Watermarking Techniques

Model Watermarking: Neural network copyright protection
Data Watermarking: Dataset ownership verification
Text Watermarking: Generated content detection in large language models

Technical Distinctions

This paper is the first to systematically apply watermarking techniques to data poisoning scenarios, providing theoretical guarantees and practical solutions.

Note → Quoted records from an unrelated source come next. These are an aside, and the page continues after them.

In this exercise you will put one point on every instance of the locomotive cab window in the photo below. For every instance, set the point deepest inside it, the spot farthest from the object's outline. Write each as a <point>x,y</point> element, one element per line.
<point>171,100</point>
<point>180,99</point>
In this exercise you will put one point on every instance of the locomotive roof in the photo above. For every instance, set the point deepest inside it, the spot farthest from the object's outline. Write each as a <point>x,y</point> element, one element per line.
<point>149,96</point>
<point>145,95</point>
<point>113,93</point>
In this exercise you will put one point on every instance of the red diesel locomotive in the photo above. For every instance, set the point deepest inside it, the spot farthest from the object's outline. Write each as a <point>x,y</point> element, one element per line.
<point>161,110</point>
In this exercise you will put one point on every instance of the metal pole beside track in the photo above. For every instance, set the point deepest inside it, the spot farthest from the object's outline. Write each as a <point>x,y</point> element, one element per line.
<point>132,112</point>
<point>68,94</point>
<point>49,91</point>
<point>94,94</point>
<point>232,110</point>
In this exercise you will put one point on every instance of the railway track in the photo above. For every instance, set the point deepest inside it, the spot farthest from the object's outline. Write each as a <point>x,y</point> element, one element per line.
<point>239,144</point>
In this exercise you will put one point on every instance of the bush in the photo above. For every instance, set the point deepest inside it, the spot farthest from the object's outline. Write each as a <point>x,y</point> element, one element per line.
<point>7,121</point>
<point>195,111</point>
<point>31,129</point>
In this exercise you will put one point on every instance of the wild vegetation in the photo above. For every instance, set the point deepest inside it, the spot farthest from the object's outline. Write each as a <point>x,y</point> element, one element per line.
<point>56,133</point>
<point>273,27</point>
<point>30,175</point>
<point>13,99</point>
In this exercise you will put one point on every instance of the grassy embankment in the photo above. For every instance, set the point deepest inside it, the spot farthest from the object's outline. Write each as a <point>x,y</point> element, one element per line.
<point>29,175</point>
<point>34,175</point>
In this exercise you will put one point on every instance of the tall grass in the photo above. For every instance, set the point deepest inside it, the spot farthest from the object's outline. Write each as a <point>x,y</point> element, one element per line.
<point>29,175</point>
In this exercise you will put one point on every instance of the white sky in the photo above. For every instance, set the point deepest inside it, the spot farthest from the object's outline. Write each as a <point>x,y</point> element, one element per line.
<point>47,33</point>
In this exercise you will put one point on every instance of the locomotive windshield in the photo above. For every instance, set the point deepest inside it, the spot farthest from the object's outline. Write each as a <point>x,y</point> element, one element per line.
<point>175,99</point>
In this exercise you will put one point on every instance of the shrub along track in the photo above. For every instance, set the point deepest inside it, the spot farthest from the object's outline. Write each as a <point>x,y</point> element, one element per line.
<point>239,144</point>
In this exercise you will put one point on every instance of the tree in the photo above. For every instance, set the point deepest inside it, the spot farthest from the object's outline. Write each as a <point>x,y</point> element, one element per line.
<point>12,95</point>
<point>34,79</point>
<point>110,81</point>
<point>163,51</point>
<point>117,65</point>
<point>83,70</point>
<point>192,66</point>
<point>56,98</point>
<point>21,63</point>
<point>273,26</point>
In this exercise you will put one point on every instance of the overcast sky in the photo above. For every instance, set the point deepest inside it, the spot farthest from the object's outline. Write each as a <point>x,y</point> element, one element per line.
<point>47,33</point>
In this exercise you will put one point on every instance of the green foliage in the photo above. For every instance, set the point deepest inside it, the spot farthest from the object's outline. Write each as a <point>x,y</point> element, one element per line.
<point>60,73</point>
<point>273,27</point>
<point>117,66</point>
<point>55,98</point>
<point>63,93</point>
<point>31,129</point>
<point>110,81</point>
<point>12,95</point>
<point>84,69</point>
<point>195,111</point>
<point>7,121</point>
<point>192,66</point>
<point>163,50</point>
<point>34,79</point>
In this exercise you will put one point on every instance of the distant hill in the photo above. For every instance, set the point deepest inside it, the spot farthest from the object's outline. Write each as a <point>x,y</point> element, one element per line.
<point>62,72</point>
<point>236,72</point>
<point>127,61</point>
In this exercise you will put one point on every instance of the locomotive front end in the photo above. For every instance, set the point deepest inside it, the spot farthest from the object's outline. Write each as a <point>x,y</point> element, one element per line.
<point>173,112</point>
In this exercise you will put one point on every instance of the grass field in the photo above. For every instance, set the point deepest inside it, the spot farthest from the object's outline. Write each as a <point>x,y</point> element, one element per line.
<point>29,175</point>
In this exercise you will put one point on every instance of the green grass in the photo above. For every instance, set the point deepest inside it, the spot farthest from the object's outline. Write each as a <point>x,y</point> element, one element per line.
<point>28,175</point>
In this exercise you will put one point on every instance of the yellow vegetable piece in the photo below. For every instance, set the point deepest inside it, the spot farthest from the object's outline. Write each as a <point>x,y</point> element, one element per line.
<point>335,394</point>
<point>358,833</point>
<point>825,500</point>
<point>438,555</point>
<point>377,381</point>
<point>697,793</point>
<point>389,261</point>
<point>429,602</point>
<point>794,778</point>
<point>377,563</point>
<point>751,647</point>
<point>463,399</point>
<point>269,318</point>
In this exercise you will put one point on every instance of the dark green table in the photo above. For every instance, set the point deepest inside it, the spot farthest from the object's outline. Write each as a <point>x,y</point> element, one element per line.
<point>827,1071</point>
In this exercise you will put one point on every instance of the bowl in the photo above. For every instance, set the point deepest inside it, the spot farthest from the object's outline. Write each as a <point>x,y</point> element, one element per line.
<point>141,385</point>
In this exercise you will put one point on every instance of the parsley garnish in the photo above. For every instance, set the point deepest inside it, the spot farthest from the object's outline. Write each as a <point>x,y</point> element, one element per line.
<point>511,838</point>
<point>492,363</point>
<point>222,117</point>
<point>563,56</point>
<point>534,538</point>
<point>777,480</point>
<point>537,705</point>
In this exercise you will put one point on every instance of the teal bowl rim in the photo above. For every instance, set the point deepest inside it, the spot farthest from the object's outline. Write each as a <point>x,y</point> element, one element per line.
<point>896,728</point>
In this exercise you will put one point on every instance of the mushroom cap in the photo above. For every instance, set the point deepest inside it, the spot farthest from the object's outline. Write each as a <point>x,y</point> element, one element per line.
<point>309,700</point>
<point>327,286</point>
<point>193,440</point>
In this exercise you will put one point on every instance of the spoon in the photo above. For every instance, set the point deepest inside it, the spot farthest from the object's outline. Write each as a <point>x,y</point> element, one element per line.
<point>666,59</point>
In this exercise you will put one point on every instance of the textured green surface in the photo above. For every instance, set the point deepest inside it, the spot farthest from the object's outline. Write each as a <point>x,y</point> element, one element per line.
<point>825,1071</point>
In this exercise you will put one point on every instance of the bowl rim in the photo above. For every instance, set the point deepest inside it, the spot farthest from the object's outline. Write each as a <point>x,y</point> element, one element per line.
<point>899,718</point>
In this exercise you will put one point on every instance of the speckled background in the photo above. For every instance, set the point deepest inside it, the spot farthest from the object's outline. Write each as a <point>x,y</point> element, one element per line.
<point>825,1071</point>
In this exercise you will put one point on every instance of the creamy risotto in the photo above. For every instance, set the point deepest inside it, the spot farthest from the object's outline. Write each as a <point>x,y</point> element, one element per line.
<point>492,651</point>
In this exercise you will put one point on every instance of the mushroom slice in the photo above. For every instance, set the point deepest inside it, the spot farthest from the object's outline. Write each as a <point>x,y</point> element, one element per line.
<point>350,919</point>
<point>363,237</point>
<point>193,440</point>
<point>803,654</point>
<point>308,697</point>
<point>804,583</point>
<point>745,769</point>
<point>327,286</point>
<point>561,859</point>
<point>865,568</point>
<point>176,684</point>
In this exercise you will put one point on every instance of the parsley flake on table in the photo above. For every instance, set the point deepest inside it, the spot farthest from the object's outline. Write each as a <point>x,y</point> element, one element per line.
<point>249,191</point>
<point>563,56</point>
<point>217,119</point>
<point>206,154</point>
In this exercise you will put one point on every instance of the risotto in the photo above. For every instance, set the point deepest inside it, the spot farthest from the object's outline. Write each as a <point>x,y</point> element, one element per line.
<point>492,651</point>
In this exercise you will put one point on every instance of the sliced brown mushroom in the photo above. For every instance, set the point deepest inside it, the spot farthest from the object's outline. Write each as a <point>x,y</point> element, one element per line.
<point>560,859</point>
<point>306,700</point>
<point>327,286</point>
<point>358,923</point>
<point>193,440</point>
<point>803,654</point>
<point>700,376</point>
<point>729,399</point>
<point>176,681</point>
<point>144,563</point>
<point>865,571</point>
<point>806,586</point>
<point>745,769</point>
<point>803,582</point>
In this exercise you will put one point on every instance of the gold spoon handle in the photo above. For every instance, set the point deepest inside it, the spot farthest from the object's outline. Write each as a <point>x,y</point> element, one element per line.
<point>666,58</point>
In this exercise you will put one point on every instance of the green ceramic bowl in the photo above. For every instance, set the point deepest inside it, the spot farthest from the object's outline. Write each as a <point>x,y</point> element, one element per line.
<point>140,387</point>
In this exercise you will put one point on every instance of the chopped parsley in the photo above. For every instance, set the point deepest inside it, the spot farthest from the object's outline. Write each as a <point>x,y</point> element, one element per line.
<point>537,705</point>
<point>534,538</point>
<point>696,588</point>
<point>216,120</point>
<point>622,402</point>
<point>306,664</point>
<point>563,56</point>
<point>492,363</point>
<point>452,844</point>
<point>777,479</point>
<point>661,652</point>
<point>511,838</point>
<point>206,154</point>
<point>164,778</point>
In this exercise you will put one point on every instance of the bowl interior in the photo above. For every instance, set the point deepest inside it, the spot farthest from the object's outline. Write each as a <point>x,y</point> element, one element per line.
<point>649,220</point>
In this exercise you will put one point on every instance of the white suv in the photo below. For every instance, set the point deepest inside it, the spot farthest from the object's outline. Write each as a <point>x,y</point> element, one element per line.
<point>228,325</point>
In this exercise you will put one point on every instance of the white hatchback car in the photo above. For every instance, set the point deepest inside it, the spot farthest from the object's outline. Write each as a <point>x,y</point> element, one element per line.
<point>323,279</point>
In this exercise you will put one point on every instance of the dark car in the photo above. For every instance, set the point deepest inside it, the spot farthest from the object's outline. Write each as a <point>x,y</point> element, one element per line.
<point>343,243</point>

Conclusions and Discussion

Main Conclusions

Theoretical Contribution: Establishes theoretical framework for data poisoning watermarking
Practical Solutions: Provides two deployable watermarking methods
Performance Verification: Experiments confirm theoretical predictions
Application Value: Provides transparency and accountability for "benign" poisoning

Limitations

Unknown Necessary Conditions: Only provides sufficient conditions; necessary conditions require further research
Defense Vulnerability: Performance degradation against strong defense methods
Computational Overhead: Poisoning-concurrent watermarking requires additional computation time
Limited Scope: Primarily targets imperceptible poisoning attacks

Future Directions

Enhanced Robustness: Design watermarking schemes resistant to defenses
Necessary Conditions: Explore necessary conditions for watermark detectability
Efficiency Optimization: Reduce computational and storage overhead
Application Extension: Extend to more poisoning types and domains

In-Depth Evaluation

Strengths

Problem Importance: Addresses practical transparency needs in data poisoning
Theoretical Rigor: Provides comprehensive mathematical analysis and proofs
Methodological Innovation: First systematic combination of watermarking and poisoning techniques
Comprehensive Experiments: Full validation across multiple datasets, models, and attacks
Practical Value: Provides deployable solutions

Weaknesses

Insufficient Defense Consideration: Limited robustness against strong defense methods
Theoretical Completeness: Lacks necessary condition analysis
Limited Applicability: Primarily applicable to imperceptible attacks
Computational Efficiency: High overhead in certain scenarios

Impact

Academic Contribution: Pioneering combination of two important security domains
Practical Value: Provides new tools for AI safety and data protection
Theoretical Significance: Establishes new theoretical analysis framework
Industrial Application: Applicable to dataset copyright protection scenarios

Application Scenarios

Dataset Release: Copyright protection for open-source datasets
Artwork Protection: Preventing unauthorized use by generative AI
Enterprise Data Sharing: Internal data usage tracking
Academic Research: Source verification for research data

Technical Implementation Details

Algorithm Procedures

Post-Poisoning Watermarking Algorithm

def post_poisoning_watermark(poisoned_data, key, watermark_dims, budget):
    watermark = budget * sign(key[watermark_dims])
    watermarked_data = poisoned_data + watermark
    return watermarked_data

Detection Algorithm

def detect_watermark(suspect_data, key, threshold):
    detection_value = key.T @ suspect_data
    return 1 if detection_value > threshold else 0

Theoretical Guarantees

Based on McDiarmid's inequality, for post-poisoning watermarking:

When q > (2/ε_w)√(2d log(1/ω))
P(ζᵀ(x₁ + δ₁) > ζᵀx₂) > 1 - 2ω

Practical Deployment Considerations

Key Management: Support key rotation and HMAC authentication
Integrity Verification: SHA256 hashing ensures data integrity
Access Control: HTTPS-based secure key distribution
Scalability: Support large-scale dataset processing

Summary: This paper makes pioneering contributions at the intersection of data poisoning and watermarking techniques, providing not only rigorous theoretical analysis but also practical solutions. While there remains room for improvement in defense robustness and theoretical completeness, the problem it addresses has significant real-world importance, offering new research directions and tools for AI safety and data protection.